That's not good. The integration services are pretty important, and no, there is no other way to access your VM. Most likely you will have to download the VHD from your blob store (use something like Azure Storage Explorer) and boot it locally using Hyper-V (ideally), VMWare or VirtualBox.
If your machine becomes unresponsive to ssh there is usually no recovery path aside from downloading it, fixing it locally, and uploading the VHD back to Azure. There are a number of instructions to follow to configure CentOS for the hypervisor that runs on Windows Azure, so you should make sure you install what you need from this list of RPMs. That list was found via Microsoft's list of endorsed Linux distributions on Windows Azure. The applicable RPMs are most likely the latest WALinuxAgent (as of this writing, 1.3.3), and then each of the subsequent RPMs should be installed as well, although I'm not sure in which order.
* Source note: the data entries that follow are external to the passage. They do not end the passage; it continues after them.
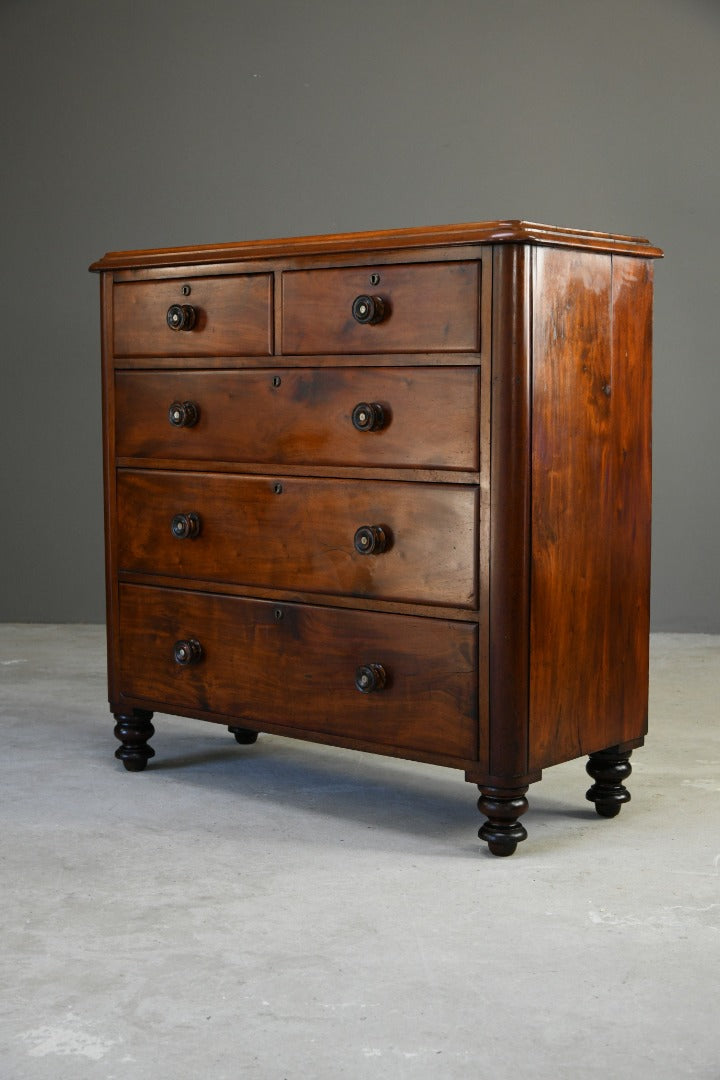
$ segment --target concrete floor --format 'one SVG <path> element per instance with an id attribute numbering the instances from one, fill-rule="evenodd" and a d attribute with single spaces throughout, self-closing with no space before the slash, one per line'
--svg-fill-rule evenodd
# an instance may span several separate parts
<path id="1" fill-rule="evenodd" d="M 0 626 L 2 1080 L 720 1077 L 720 638 L 653 640 L 633 801 L 495 859 L 461 774 L 157 717 L 103 631 Z"/>

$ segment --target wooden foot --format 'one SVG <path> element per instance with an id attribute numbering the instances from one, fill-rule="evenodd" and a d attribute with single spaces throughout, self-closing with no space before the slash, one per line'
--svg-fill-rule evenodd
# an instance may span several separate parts
<path id="1" fill-rule="evenodd" d="M 527 786 L 496 788 L 478 784 L 478 789 L 478 810 L 488 819 L 480 827 L 478 836 L 487 841 L 491 854 L 512 855 L 520 841 L 527 839 L 527 830 L 518 821 L 528 808 Z"/>
<path id="2" fill-rule="evenodd" d="M 115 751 L 115 757 L 122 761 L 128 772 L 142 772 L 150 758 L 155 757 L 152 746 L 147 745 L 148 739 L 155 734 L 150 723 L 153 714 L 146 709 L 133 709 L 129 713 L 113 713 L 113 716 L 117 721 L 115 738 L 122 743 Z"/>
<path id="3" fill-rule="evenodd" d="M 250 731 L 249 728 L 244 727 L 229 727 L 228 731 L 235 736 L 235 741 L 241 746 L 252 746 L 254 742 L 257 742 L 257 731 Z"/>
<path id="4" fill-rule="evenodd" d="M 601 817 L 612 818 L 620 813 L 623 803 L 630 802 L 630 792 L 623 786 L 632 772 L 628 758 L 631 750 L 618 750 L 611 746 L 591 754 L 585 766 L 595 783 L 587 791 L 585 798 L 595 803 L 595 809 Z"/>

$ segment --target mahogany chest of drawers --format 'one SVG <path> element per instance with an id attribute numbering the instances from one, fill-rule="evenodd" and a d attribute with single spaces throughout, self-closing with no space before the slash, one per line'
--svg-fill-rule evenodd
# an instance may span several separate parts
<path id="1" fill-rule="evenodd" d="M 652 260 L 521 221 L 116 252 L 109 698 L 460 769 L 509 855 L 647 723 Z"/>

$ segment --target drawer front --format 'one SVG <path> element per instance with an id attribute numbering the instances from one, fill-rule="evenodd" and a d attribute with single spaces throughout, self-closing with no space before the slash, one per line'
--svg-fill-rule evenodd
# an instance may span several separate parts
<path id="1" fill-rule="evenodd" d="M 115 388 L 120 457 L 478 468 L 476 368 L 118 371 Z M 176 401 L 195 424 L 170 423 Z M 374 430 L 353 424 L 362 403 L 382 408 Z"/>
<path id="2" fill-rule="evenodd" d="M 474 352 L 480 345 L 479 274 L 476 262 L 287 271 L 282 350 Z M 382 301 L 381 321 L 361 323 L 353 316 L 354 302 L 363 296 Z"/>
<path id="3" fill-rule="evenodd" d="M 115 355 L 266 356 L 272 352 L 271 286 L 269 274 L 116 284 Z M 168 325 L 177 305 L 192 310 L 190 329 Z"/>
<path id="4" fill-rule="evenodd" d="M 189 666 L 175 659 L 179 641 L 200 644 Z M 381 666 L 385 685 L 361 693 L 368 665 Z M 477 683 L 469 623 L 120 587 L 121 694 L 158 709 L 468 759 Z"/>
<path id="5" fill-rule="evenodd" d="M 471 486 L 120 470 L 118 520 L 121 570 L 477 605 Z"/>

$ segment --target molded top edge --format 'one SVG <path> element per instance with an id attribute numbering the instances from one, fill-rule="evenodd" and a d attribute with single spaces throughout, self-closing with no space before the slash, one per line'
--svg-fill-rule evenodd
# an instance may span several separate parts
<path id="1" fill-rule="evenodd" d="M 433 225 L 427 228 L 383 229 L 375 232 L 296 236 L 285 239 L 249 240 L 196 247 L 153 248 L 146 251 L 109 251 L 90 270 L 120 270 L 134 267 L 184 266 L 199 263 L 231 263 L 247 259 L 281 258 L 292 255 L 322 255 L 352 251 L 383 251 L 398 248 L 447 247 L 453 244 L 549 244 L 583 248 L 644 258 L 662 258 L 660 248 L 642 236 L 566 229 L 532 221 L 481 221 L 463 225 Z"/>

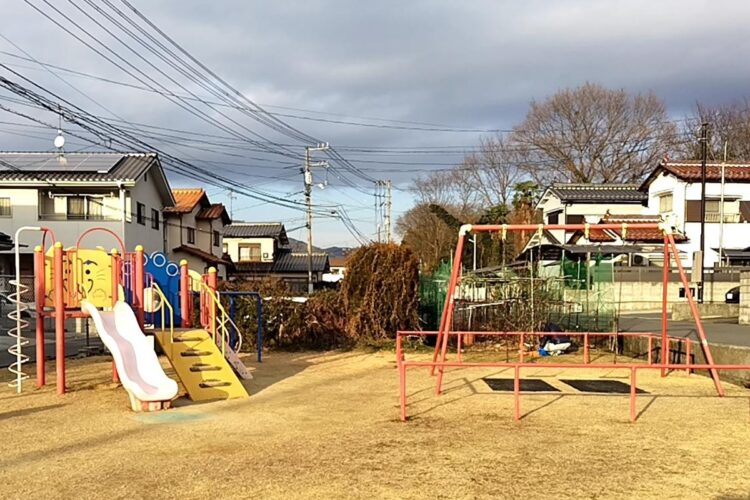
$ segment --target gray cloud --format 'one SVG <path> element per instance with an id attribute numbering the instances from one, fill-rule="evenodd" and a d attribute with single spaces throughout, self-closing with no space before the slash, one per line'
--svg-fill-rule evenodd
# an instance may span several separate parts
<path id="1" fill-rule="evenodd" d="M 31 1 L 49 11 L 41 0 Z M 366 116 L 507 129 L 523 118 L 532 99 L 544 99 L 562 87 L 585 81 L 632 92 L 653 90 L 666 101 L 670 113 L 681 118 L 696 101 L 716 104 L 745 97 L 750 81 L 750 66 L 744 64 L 750 54 L 747 2 L 132 1 L 187 50 L 257 102 L 342 113 L 355 121 Z M 127 53 L 111 36 L 76 14 L 69 3 L 55 5 L 75 15 L 109 46 Z M 135 83 L 23 2 L 4 5 L 0 26 L 5 36 L 40 60 Z M 136 47 L 132 40 L 128 43 Z M 17 52 L 2 40 L 0 50 Z M 128 58 L 136 61 L 132 54 Z M 19 63 L 4 55 L 0 55 L 0 61 Z M 137 65 L 147 67 L 142 61 Z M 44 71 L 15 69 L 91 111 L 106 114 Z M 160 96 L 65 78 L 128 120 L 221 133 Z M 190 84 L 190 88 L 196 87 Z M 54 117 L 47 114 L 46 118 Z M 3 114 L 0 119 L 8 117 Z M 479 137 L 292 118 L 288 121 L 339 145 L 471 145 Z M 281 140 L 260 125 L 248 120 L 243 123 Z M 0 131 L 3 149 L 48 149 L 50 141 Z M 197 160 L 220 158 L 207 151 L 183 149 L 183 154 Z M 458 159 L 421 157 L 415 161 L 444 163 Z M 394 176 L 402 185 L 413 175 L 381 172 L 398 168 L 393 165 L 362 163 L 360 167 L 377 177 Z M 290 171 L 294 170 L 279 170 L 278 166 L 251 170 L 271 177 Z M 289 183 L 266 185 L 280 193 L 298 187 Z M 322 201 L 340 198 L 349 203 L 352 217 L 361 219 L 363 225 L 372 219 L 372 210 L 367 208 L 371 199 L 356 191 L 321 192 L 317 196 Z M 403 210 L 408 204 L 408 196 L 400 193 L 397 208 Z M 278 215 L 274 209 L 259 210 L 245 214 L 259 218 Z M 321 227 L 324 243 L 347 239 L 338 225 Z"/>

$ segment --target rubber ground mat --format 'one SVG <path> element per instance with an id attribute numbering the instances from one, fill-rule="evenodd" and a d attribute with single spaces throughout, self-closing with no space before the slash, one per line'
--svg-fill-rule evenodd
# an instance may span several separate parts
<path id="1" fill-rule="evenodd" d="M 484 380 L 493 391 L 513 392 L 512 378 L 484 378 L 482 380 Z M 521 392 L 560 392 L 560 389 L 548 384 L 542 379 L 522 378 Z"/>
<path id="2" fill-rule="evenodd" d="M 619 380 L 560 380 L 581 392 L 599 392 L 605 394 L 630 394 L 630 384 Z M 635 388 L 636 394 L 648 394 L 643 389 Z"/>

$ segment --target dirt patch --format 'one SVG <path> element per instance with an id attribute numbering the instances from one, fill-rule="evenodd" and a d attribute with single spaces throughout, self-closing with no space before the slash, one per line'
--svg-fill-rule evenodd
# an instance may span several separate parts
<path id="1" fill-rule="evenodd" d="M 0 389 L 1 498 L 744 498 L 750 391 L 639 372 L 628 397 L 575 393 L 561 378 L 628 382 L 627 370 L 529 369 L 559 394 L 512 394 L 446 372 L 434 395 L 409 370 L 411 421 L 398 420 L 392 353 L 271 353 L 249 399 L 156 414 L 128 409 L 109 358 L 70 361 L 71 392 Z M 165 362 L 166 363 L 166 362 Z M 53 364 L 48 368 L 52 370 Z M 33 372 L 31 366 L 30 372 Z M 54 377 L 54 373 L 51 373 Z M 3 374 L 7 379 L 8 376 Z"/>

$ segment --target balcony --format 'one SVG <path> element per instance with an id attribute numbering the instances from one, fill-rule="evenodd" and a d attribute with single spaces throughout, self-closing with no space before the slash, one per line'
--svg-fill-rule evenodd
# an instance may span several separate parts
<path id="1" fill-rule="evenodd" d="M 707 223 L 716 223 L 718 224 L 721 222 L 721 214 L 717 212 L 706 212 L 705 221 Z M 724 223 L 727 224 L 734 224 L 740 221 L 740 214 L 734 213 L 734 214 L 724 214 Z"/>
<path id="2" fill-rule="evenodd" d="M 61 214 L 61 213 L 50 213 L 50 214 L 39 214 L 39 220 L 46 221 L 91 221 L 91 222 L 115 222 L 119 221 L 118 216 L 107 216 L 107 215 L 74 215 L 74 214 Z"/>

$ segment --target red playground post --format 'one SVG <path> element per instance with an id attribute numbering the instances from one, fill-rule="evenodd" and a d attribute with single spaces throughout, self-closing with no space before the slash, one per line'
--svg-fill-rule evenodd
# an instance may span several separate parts
<path id="1" fill-rule="evenodd" d="M 55 370 L 57 371 L 57 393 L 65 394 L 65 289 L 63 269 L 63 245 L 56 242 L 53 253 L 52 273 L 55 291 Z"/>
<path id="2" fill-rule="evenodd" d="M 44 386 L 44 249 L 34 247 L 34 302 L 36 303 L 36 386 Z"/>
<path id="3" fill-rule="evenodd" d="M 180 321 L 182 328 L 190 328 L 190 275 L 188 261 L 180 261 Z"/>

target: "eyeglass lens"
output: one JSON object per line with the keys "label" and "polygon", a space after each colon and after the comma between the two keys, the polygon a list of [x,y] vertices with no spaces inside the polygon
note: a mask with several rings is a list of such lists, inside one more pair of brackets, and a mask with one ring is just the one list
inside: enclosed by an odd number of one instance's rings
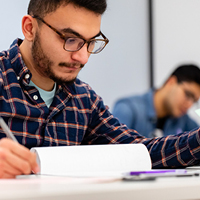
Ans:
{"label": "eyeglass lens", "polygon": [[187,98],[187,100],[192,101],[193,103],[196,102],[194,95],[190,91],[184,89],[184,93],[185,93],[185,97]]}
{"label": "eyeglass lens", "polygon": [[[77,51],[83,47],[85,41],[81,38],[67,38],[65,40],[65,50],[67,51]],[[94,39],[88,42],[88,51],[90,53],[98,53],[100,52],[105,46],[105,41],[100,39]]]}

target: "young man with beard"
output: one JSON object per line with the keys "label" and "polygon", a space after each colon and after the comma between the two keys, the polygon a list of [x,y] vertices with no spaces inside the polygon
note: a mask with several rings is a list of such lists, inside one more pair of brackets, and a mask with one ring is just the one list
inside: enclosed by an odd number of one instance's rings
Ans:
{"label": "young man with beard", "polygon": [[0,53],[0,114],[20,143],[0,130],[1,178],[37,172],[28,150],[35,146],[143,143],[154,168],[199,161],[199,130],[145,138],[120,124],[77,78],[108,43],[100,30],[105,10],[106,0],[30,0],[24,40]]}
{"label": "young man with beard", "polygon": [[119,99],[113,115],[145,137],[190,131],[198,124],[187,115],[200,97],[200,69],[186,64],[176,68],[157,90]]}

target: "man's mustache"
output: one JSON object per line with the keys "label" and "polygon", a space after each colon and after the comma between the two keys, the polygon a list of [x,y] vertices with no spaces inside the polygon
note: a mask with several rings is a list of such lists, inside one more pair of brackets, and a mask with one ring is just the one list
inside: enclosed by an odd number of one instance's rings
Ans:
{"label": "man's mustache", "polygon": [[60,67],[75,67],[75,68],[83,68],[84,65],[83,64],[80,64],[80,63],[65,63],[65,62],[62,62],[62,63],[59,63],[59,66]]}

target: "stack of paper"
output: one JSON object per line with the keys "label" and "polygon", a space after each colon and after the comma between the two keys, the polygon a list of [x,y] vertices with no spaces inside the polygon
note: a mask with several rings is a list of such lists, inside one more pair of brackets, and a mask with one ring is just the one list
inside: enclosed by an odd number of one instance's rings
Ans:
{"label": "stack of paper", "polygon": [[122,176],[130,171],[151,169],[143,144],[37,147],[40,174],[57,176]]}

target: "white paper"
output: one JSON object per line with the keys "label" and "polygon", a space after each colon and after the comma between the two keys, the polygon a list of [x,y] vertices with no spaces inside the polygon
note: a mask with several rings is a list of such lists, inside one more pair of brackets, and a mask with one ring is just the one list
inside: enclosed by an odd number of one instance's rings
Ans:
{"label": "white paper", "polygon": [[119,176],[151,169],[143,144],[37,147],[40,174],[57,176]]}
If you're running CentOS below 6.2, there may not be any official support for running on Azure, and changes in the past year to the hypervisor Azure uses (the same as in Windows Server 2012 / Hyper-V Server 2012) may make it difficult to run your VM. The key thing, if possible, would be to update your kernel to the newest version for which a backport exists and to ensure you're running the newest possible Hyper-V (hv) kernel modules. If you're running CentOS 6.4 or newer, it looks like the integration components are built in.